By Carol Tannenhauser
The news that Harry Belafonte, the groundbreaking singer, actor, and civil rights activist, died on Tuesday at the age of 96 was reported by The New York Times, and word of it rippled across the media and the Upper West Side, where Mr. Belafonte lived for many decades.
Stories are written about his difficulty finding an apartment during the segregated 1950s, and how he foiled a racist landlord. Here is one from the Observer, written in 2005:
In the late 1950’s, Harry Belafonte was on top of the world. In 1956, he had recorded the album Calypso—the first ever to sell over one million copies—and had ignited a Jamaican music craze. Awards, accolades, celebrity and its attendant glamour followed in spades.

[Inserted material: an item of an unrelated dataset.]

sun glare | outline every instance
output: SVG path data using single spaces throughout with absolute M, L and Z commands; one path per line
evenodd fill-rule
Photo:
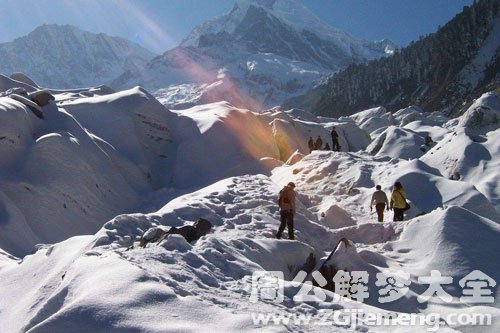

But none of this was enough to impress a landlord on West End Avenue, who turned Mr. Belafonte down for an apartment in his stately building, which dated back to the turn of the century.
The singer-cum-activist fought back not with picket signs, but with the muscle celebrities give such a workout: money. He bought the entire 13-story building and converted it to a co-op two years later, attracting the likes of singer Lena Horne to take up residence there.
Tributes about Mr. Belafante’s storied life, career, and participation in the global civil rights movement abound. We add the following local vignette from the West Side Rag, by Lydia Wilen, about her and her sister’s memorable encounter with this unforgettable man.
Decades ago, my sister Joany and I were looking for an affordable UWS apartment. The realtor took us to a building on West End Avenue in the 70s. The minute we walked into the apartment we knew it wasn’t for us. The realtor said, “I’ll leave you here to picture its potential.” Before stepping out the door, she turned back to add, “Harry Belafonte lives in the building.” Harry Belafonte! Joany was in love with him and had every one of his albums. I convinced her that even if we moved into this apartment, we’d never see Harry. We rang for the elevator. It came. The door opened and — you’re probably thinking there he was….wrong. We got in and when it reached the lobby, the door opened and there was Harry Belafonte. He smiled his beautiful smile and stepped aside allowing us to exit. We still didn’t take the apartment, but what a memorable D-a-a-a-a-y-O!